Die Ag kann sich nicht mit Erfolg darauf berufen, es handele sich bei den im Werkvertrag genehmigten Arbeiten im Zusammenhang mit der "Auffahrung von 3770 m Gesteinsstrecke im Bereich Q 6/NN" um Arbeiten, die unter den Regelungsgehalt der hier allein maßgebenden Übergangsbestimmungen des Beitrittsvertrages vom 16.04.2003 (Art. 3, 24, der Beitrittsakte EU Beitrittsvertrag vom 08.09.2003 – BGBl. II S. 1408) der Freizügigkeit fallen. Von der Abweichung von der Freizügigkeit in Deutschland kann gemäß der Liste nach Art. 24 der Beitrittsakte Polen u.a. das Baugewerbe einschließlich verwandter Wirtschaftszweige betroffen sein. Dazu wird Bezug genommen auf den NACE-Code 45.1 bis 4. Zum Sektor Bau (Code 45) gehören u.a. vorbereitende Baustellenarbeiten wie Abbruch-,Spreng- und Erdbewegungen, Test- und Suchbohrungen sowie im Hoch- und Tiefbaubereich, Hochbau-, Brücken- und Tunnelbau und ähnliche Arbeiten.
Bei summarischer Prüfung unter Berücksichtigung des Gebots der einschränkenden Auslegung von Ausnahmevorschriften dürften die hier durchzuführenden bergmännischen Vortriebsarbeiten eher dem Wirtschaftszweig Bergbau als dem Baugewerbe zuzuordnen sein. Die Ast hat insofern überzeugend dargelegt, dass nach der Systematik der NACE-Codes die unteren Ebenen immer einen Unterfall der höheren Ebene bilden und damit die NACE-Code 45.11 (Abbruch-, Spreng- und Entrümpelungsgewerbe, Erdbewegungsarbeiten) ein Unterfall von NACE-Code 45.1 (vorbereitende Baustellenarbeiten) ist. Die Auffahrung von Kohleabfuhrstrecken kann auch im weiteren Sinne nicht als der Vorbereitung einer Baustellen dienend angesehen werden. Es schließen sich vielmehr weitere Steinkohlegewinnungstätigkeiten an. Unter bergbaulicher Tätigkeit wird umgekehrt allgemein nicht nur der Abbau von Bodenschätzen, sondern auch die damit zusammenhängenden vorbereitenden, begleitenden und nachfolgenden Arbeiten gesehen (§ 4 Abs. 2 Satz 1 Bundesberggesetz).
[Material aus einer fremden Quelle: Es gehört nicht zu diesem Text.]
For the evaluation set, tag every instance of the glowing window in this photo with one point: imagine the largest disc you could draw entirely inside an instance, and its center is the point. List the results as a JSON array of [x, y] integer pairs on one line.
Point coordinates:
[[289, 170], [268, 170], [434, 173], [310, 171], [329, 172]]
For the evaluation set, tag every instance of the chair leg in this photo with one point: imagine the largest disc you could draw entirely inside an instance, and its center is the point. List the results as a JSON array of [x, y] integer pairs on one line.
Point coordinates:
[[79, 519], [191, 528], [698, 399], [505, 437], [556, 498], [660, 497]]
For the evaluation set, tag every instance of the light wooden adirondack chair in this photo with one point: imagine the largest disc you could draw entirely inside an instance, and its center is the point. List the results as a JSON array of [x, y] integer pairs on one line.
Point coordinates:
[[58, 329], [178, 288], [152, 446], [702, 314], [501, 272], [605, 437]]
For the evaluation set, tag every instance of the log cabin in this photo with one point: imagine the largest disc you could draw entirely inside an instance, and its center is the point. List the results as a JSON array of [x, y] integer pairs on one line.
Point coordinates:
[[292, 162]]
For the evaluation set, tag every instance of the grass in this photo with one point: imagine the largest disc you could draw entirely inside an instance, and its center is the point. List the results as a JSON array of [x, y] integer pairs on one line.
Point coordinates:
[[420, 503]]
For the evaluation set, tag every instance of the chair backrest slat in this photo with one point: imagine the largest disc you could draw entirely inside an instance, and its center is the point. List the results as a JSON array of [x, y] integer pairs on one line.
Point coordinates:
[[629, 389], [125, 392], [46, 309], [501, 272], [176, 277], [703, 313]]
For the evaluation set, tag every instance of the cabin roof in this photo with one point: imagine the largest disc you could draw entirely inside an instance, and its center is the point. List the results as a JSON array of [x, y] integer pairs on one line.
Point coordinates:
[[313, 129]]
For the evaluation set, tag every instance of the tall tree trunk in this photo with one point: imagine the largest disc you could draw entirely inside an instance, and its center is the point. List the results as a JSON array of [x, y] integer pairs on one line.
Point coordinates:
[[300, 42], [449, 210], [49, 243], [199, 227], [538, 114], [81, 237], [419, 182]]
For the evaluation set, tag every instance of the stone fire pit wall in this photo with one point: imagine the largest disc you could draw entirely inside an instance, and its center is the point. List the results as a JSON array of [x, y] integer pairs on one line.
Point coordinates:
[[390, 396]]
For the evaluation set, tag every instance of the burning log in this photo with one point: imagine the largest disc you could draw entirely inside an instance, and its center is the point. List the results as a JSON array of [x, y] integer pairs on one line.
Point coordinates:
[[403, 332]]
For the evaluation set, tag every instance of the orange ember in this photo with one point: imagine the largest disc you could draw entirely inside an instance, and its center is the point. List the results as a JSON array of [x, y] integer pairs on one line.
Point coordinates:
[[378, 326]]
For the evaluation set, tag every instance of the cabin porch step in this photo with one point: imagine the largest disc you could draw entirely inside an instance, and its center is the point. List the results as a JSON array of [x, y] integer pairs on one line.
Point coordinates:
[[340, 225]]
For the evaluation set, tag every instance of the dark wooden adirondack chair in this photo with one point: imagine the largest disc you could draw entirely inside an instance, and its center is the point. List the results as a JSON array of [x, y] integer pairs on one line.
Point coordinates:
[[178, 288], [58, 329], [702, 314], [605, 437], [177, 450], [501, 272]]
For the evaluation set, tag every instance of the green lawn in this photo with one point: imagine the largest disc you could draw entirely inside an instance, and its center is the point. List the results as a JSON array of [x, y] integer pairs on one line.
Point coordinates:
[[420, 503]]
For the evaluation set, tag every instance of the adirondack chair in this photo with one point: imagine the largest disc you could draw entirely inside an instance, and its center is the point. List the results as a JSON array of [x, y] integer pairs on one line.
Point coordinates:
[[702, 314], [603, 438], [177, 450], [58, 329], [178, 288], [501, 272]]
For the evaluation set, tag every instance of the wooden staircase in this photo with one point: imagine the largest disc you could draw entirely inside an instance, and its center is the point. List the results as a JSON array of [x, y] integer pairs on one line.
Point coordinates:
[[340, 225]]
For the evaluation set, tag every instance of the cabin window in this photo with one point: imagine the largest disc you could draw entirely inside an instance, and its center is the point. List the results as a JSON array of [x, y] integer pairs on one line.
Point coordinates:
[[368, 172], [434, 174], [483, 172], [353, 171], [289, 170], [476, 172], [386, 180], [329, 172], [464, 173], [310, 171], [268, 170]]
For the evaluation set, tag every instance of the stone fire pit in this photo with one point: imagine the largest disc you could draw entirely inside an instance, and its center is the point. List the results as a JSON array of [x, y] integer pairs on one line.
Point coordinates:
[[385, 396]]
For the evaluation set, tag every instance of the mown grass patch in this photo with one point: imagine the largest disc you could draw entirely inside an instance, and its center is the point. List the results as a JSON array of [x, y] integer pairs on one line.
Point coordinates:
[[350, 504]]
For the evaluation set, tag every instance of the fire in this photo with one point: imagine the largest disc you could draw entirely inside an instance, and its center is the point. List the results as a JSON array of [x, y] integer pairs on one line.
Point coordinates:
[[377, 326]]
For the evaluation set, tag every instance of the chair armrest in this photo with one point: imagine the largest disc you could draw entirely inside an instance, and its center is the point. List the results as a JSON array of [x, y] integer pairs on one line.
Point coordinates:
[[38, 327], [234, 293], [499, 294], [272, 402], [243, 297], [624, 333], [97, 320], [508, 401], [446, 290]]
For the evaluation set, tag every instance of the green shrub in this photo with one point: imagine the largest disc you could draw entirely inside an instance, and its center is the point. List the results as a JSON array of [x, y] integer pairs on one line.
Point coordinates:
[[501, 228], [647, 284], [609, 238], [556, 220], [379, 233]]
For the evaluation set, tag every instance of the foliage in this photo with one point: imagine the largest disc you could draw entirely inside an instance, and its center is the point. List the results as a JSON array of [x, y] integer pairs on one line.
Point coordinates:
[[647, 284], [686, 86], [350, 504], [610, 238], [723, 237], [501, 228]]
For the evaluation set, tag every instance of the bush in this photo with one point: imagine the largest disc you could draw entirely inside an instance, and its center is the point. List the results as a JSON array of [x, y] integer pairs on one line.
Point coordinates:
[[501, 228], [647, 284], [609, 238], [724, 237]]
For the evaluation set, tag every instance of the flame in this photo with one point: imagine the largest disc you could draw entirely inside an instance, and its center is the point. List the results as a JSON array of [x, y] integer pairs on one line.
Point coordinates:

Ergänzend berücksichtigt der Senat, dass in dem Parallelverfahren L 9 B 27/05 AL ER die Bezirksregierung Arnsberg, Abt. 8, Bergbau- und Energie in Nordrhein-Westfalen in ihrer Stellungnahme vom 09.02.2005 die dort in den Werkverträgen erfassten Auffahrungs-Arbeiten eindeutig als dem Bergbau zugehörig bezeichnet hat.
Da der Erfolg in der Hauptsache wahrscheinlich ist, bejaht der Senat insbesondere im Hinblick auf die geltend gemachte wirtschaftliche Planbarkeit der unternehmerischen Tätigkeit der Ast, die mit den zu erteilenden Arbeitsgenehmigungen verbundenen Verzögerungen und die Quotierung auch das Vorliegen eines Anordnungsgrundes. Er schließt sich auch insoweit der Auffassung des 9. Senats an (vgl. L 9 B 26/05 AL ER, Beschluss vom 09.06.2005).
Die Kostenentscheidung beruht auf § 197 a SGG i.V.m. § 154 Abs. 2 VwGO.
Dieser Beschluss kann nicht mit der Beschwerde angefochten werden (§ 177 SGG).